Ainsi méditait la carmélite Édith Stein, en approfondissant le mystère de Noël à la lumière de la liturgie de l’Église. Elle remarquait le lien intime qui unit la crèche et la Croix : Dieu se fait homme pour libérer l’homme du péché et cette libération passe par la Croix. À peine l’Église a-t-elle célébré la naissance du Sauveur qu’elle fait mémoire du martyre d’Étienne et des Saints Innocents. Si l’art a illustré abondamment la douceur de la crèche, il n’a pas reculé non plus devant de douloureux épisodes relatés en quelques sobres versets de Mt 2, 12-15 : après le départ des mages, « l’ange du Seigneur apparaît en songe à Joseph et lui dit : ‘Lève-toi ; prends l’enfant et sa mère, et fuis en Égypte. Reste là-bas jusqu’à ce que je t’avertisse, car Hérode va rechercher l’enfant pour le faire périr’. Joseph se leva ; dans la nuit, il prit l’enfant et sa mère, et se retira en Égypte, où il resta jusqu’à la mort d’Hérode, pour que soit accomplie la parole du Seigneur prononcée par le prophète : ‘D’Égypte, j’ai appelé mon fils’. »

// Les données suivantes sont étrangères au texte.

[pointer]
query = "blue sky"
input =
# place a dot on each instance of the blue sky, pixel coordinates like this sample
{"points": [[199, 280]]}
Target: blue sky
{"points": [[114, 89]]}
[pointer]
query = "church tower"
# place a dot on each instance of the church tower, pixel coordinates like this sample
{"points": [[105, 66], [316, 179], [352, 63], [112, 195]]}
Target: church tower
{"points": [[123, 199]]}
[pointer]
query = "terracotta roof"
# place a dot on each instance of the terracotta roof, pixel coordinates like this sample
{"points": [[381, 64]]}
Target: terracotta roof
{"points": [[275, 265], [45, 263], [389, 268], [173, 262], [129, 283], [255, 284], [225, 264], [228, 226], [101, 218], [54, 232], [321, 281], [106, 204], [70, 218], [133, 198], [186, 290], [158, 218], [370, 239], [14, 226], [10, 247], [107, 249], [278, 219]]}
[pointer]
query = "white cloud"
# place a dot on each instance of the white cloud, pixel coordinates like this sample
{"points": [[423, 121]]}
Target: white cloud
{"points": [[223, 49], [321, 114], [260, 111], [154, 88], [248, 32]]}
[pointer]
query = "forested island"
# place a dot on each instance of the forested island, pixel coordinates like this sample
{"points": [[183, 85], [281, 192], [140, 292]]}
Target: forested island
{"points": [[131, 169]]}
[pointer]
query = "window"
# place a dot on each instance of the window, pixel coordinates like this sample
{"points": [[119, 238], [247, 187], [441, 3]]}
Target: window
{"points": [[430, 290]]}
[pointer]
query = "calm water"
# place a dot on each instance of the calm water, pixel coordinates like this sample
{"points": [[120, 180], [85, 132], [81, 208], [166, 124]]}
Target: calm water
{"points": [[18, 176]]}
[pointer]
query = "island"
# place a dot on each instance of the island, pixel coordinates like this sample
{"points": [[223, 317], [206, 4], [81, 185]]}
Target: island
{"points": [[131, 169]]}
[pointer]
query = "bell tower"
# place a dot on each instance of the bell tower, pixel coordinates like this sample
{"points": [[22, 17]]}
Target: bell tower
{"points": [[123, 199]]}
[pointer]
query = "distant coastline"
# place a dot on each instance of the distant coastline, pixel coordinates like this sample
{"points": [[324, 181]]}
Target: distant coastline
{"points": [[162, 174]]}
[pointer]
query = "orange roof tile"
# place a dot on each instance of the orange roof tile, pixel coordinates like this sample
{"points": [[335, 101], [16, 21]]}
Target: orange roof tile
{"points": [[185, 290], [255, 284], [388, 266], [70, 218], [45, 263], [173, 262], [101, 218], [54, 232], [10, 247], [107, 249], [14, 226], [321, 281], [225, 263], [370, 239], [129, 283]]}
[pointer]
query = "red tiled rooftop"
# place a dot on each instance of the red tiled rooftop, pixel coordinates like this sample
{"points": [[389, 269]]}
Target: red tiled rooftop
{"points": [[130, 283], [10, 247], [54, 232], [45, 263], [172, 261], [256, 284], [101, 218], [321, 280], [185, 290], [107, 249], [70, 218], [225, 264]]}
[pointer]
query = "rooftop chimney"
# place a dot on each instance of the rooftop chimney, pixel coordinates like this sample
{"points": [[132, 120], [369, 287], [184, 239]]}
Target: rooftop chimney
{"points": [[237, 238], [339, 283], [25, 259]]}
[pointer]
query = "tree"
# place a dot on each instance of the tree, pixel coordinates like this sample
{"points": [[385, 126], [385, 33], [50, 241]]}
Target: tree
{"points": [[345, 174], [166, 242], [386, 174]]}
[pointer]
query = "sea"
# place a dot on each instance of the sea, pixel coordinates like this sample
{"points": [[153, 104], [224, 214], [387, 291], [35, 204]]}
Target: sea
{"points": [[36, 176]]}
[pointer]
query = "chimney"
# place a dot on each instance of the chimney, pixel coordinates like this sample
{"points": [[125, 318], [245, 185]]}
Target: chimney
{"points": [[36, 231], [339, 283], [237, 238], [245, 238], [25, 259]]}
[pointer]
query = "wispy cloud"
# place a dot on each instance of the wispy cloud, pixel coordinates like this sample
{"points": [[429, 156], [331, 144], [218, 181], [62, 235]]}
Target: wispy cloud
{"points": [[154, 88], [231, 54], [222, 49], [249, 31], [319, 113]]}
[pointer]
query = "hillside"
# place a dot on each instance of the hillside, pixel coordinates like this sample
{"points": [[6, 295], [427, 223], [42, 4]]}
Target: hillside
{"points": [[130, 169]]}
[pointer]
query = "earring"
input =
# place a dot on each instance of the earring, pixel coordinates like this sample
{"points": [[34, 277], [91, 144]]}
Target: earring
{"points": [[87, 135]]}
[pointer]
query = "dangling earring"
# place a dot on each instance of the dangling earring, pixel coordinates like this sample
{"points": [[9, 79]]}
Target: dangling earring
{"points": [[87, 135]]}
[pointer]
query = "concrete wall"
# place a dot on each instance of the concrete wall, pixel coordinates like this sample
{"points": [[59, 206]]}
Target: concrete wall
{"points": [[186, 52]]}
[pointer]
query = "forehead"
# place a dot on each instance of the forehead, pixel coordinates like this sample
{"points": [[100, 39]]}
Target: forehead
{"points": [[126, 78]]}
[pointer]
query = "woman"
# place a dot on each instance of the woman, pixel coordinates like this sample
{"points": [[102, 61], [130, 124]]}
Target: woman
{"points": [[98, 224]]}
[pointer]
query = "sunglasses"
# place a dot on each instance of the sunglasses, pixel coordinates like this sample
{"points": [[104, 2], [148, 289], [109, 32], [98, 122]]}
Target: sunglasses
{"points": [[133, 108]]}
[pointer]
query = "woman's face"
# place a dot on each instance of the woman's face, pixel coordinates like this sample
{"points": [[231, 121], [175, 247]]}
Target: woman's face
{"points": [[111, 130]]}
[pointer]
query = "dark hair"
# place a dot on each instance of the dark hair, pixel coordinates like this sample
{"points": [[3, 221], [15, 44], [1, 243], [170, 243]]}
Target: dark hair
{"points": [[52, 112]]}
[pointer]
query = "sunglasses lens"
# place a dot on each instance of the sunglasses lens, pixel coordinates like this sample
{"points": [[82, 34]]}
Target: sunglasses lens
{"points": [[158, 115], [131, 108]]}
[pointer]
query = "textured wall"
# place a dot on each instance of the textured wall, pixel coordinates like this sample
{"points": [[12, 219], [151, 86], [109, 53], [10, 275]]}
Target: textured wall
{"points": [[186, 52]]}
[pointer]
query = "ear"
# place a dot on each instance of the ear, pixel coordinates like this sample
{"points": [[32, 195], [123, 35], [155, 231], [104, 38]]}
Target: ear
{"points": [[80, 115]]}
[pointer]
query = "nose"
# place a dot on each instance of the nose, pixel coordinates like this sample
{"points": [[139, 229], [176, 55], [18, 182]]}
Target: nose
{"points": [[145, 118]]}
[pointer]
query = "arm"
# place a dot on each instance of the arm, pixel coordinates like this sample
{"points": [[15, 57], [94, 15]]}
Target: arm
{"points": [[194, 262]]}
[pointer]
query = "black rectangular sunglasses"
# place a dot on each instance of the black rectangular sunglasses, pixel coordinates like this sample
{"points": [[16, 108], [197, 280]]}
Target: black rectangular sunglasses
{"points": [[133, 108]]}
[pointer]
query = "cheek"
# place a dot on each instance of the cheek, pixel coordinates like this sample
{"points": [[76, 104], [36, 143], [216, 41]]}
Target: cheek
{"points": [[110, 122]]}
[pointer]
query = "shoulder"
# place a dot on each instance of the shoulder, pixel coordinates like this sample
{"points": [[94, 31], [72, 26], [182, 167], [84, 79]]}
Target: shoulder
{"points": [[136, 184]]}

Camille Corot Fuite en Égypte
Musée de l’Hôtel-Dieu, Mantes-la-Jolie (146 cm x 196)

Un tableau brossé par Camille Corot en 1839 et désormais conservé au Musée de l’Hôtel-Dieu de Mantes-la-Jolie, évoque ce départ en exil. Il demeura un temps à l’église de Rosny-sur-Seine[i]. Son apparente simplicité met en lumière la profondeur du mystère de l’Incarnation. Le peintre a joué discrètement sur des modèles empruntés aux grands maîtres, pour construire le sens spirituel de l’événement. Loin de se contenter d’effleurer une scène religieuse installée dans un charmant décor, le spectateur est invité à un effort de lecture qui ouvre à la méditation[ii].

 

Une étonnante Egypte…

Dans l’histoire de l’iconographie, la scène de la Fuite en Égypte a été représentée dès le Moyen Âge, soit sur les sculptures ou les vitraux des églises, soit dans les enluminures. Les artistes figurent des épisodes recueillis dans les évangiles apocryphes et transmis ensuite par des compilations, comme la Légende dorée. Corot ne s’inscrit pas dans la veine du merveilleux tiré du Pseudo-Matthieu, mais construit un paysage réaliste où vient évoluer la Sainte Famille. Elle est mise en valeur au premier plan. Elle vient de franchir un fleuve ; le batelier qui a assuré la traversée regagne l’autre rive, dans un mouvement contraire à celui de la marche des personnages. À l’arrière, se déploie un paysage organisé en plusieurs plans : fleuve, forêt, falaise herbue surmontée de quelques arbres ; au loin enfin, sur une éminence, on aperçoit une ville. Le ciel est incertain. Si des zones de ciel bleu émergent des blancs nuages tassés sur l’horizon, une sombre nuée plane au-dessus de la Sainte Famille, figurant les menaces qui pèsent sur elle.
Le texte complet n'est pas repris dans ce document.